Second, under the one satisfaction rule, the nonsettling defendant may only claim a credit based on the damages for which all tortfeasors are jointly liable. Crown Life Ins. Co. v. Casteel, 22 S.W.3d 378, 391 (Tex. 2000); Mobil Oil Corp. v. Ellender, 968 S.W.2d 917, 927-28 (Tex. 1998); Buccaneer Homes of Ala., Inc. v. Pelis, 43 S.W.3d 586, 589 (Tex.App.-Houston [1st Dist.] 2001, no pet.). The nonsettling defendant is entitled to offset any liability for joint and several damages by the amount of common damages paid by the settling defendant, but not for any amount of separate or punitive damages paid by the settling defendant. Crown Life Ins. Co. v. Casteel, 22 S.W.3d at 391-92. Before the trial court may award a settlement credit, however, the nonsettling defendant must prove the settlement credit amount. Mobil Oil Corp. v. Ellender, 968 S.W.2d at 927. To meet that burden, the nonsettling defendant may introduce the settlement agreement, or some other evidence, into the record showing the settlement amount. Id. The burden then shifts to the plaintiff to tender a valid settlement agreement demonstrating what portion of the settlement was intended to satisfy actual damages and what was intended to be allocated toward nonsettlement credit damages. Id. at 928. If the settlement agreement fails to show which amounts were designated for settlement credit and nonsettlement credit damages, the nonsettling party is entitled to a credit equaling the entire settlement amount, not exceeding the amount in which the settling and non-settling defendants were held jointly and severally liable for actual damages. Id. (when settlement agreement does not allocate between actual and punitive damages, requiring a nonsettling party to prove the agreement's allocation before receiving a settlement credit not only unfairly penalizes the nonsettling party but also allows settling parties to abrogate the one satisfaction rule).

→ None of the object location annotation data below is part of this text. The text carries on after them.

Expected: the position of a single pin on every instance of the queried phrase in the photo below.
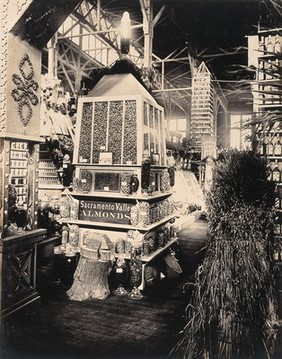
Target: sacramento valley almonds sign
(111, 212)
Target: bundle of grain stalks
(233, 308)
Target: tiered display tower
(268, 106)
(120, 197)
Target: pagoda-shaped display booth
(118, 122)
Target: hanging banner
(102, 211)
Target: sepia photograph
(141, 179)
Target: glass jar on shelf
(135, 269)
(120, 274)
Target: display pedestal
(90, 280)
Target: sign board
(104, 211)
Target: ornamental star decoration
(24, 94)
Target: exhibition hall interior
(141, 179)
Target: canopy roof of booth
(119, 85)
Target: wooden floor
(117, 327)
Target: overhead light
(125, 33)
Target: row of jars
(70, 235)
(147, 245)
(129, 182)
(144, 213)
(154, 242)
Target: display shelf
(269, 105)
(158, 251)
(157, 195)
(126, 227)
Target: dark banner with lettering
(109, 212)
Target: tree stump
(90, 280)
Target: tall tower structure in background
(203, 119)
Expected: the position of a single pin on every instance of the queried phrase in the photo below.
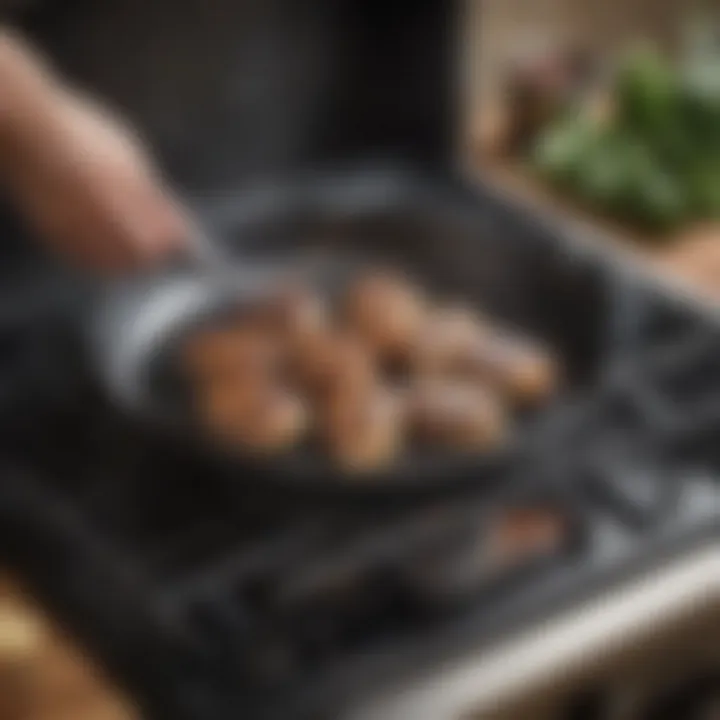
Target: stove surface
(202, 590)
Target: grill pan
(324, 228)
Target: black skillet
(139, 327)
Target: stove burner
(273, 603)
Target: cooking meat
(366, 434)
(259, 419)
(521, 534)
(387, 312)
(448, 338)
(457, 414)
(333, 361)
(524, 372)
(281, 422)
(231, 351)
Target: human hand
(85, 184)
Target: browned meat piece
(457, 414)
(447, 340)
(387, 312)
(519, 369)
(231, 351)
(331, 362)
(261, 420)
(365, 433)
(521, 534)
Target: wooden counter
(43, 676)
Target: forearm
(31, 96)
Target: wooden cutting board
(43, 675)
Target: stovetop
(197, 595)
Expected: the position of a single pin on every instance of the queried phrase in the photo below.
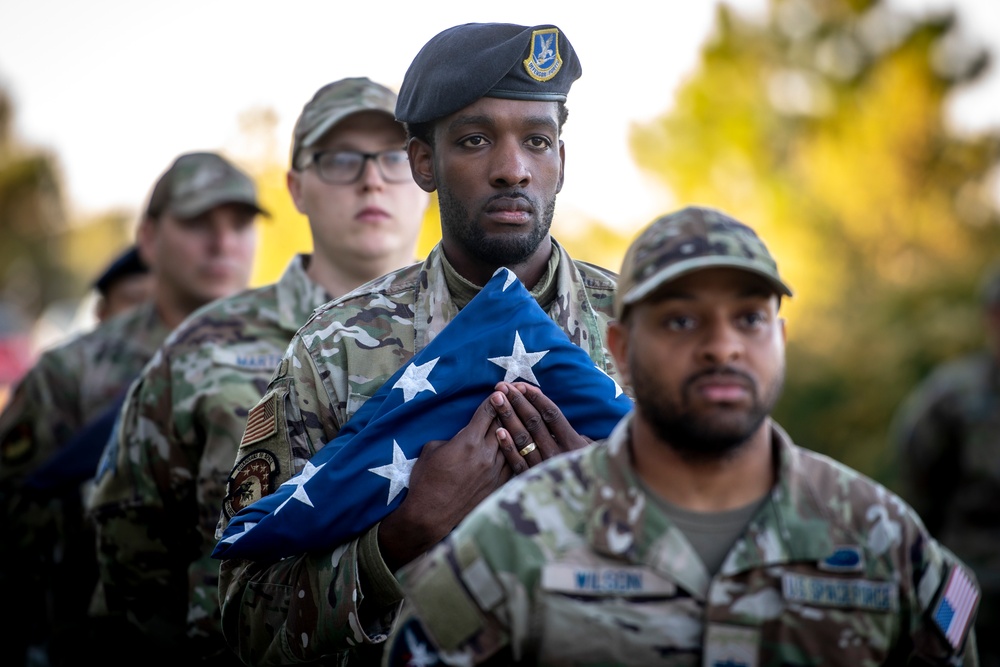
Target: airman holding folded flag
(484, 105)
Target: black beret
(468, 62)
(127, 264)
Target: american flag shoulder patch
(956, 607)
(262, 420)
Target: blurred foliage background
(823, 125)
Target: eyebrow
(753, 292)
(545, 121)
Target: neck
(341, 277)
(478, 272)
(735, 480)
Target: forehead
(362, 126)
(715, 284)
(496, 111)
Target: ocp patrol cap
(333, 103)
(198, 182)
(689, 240)
(467, 62)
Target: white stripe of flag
(961, 596)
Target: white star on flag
(299, 482)
(519, 363)
(397, 472)
(235, 536)
(414, 380)
(618, 388)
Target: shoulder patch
(251, 479)
(843, 559)
(956, 607)
(262, 420)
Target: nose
(226, 237)
(510, 166)
(371, 176)
(721, 343)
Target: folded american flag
(362, 475)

In the underlying case here, Texas Capital and Ballow were held jointly and severally liable for $398,904.38 in actual damages, and that sum was to bear interest at the rate of ten percent per annum from the date of the judgment until paid. After the judgment was entered, Ballow settled with Sandefer, agreeing to pay the principal sum of $2,600,000.00, and Texas Capital presented this settlement agreement to the trial court. Further, J. D. Sandefer stated in his affidavit that, at the time this proceeding reached the trial court, Ballow had paid $1,123,763.23 of the $2.6 million settlement. The settlement agreement, however, did not allocate between the actual damages for which Texas Capital and Ballow were held jointly liable and the punitive damages for which Ballow was held personally liable. As a result, Texas Capital is entitled to a settlement credit not to exceed $398,904.38, plus postjudgment interest, which represents the actual damages for which Texas Capital and Ballow were held jointly and severally liable. See Mobil Oil Corp. v. Ellender, 968 S.W.2d at 927-28; Crown Life Ins. Co. v. Casteel, 22 S.W.3d at 391-92 (nonsettling defendant is entitled to offset any liability for joint and several damages).
Ballow was also held personally liable for an additional $8,000,000.00 in punitive damages.
For the reasons stated, we reverse and render judgment as set out above. Texas Capital remains liable to Sandefer for the amount of damages for which it was held solely liable.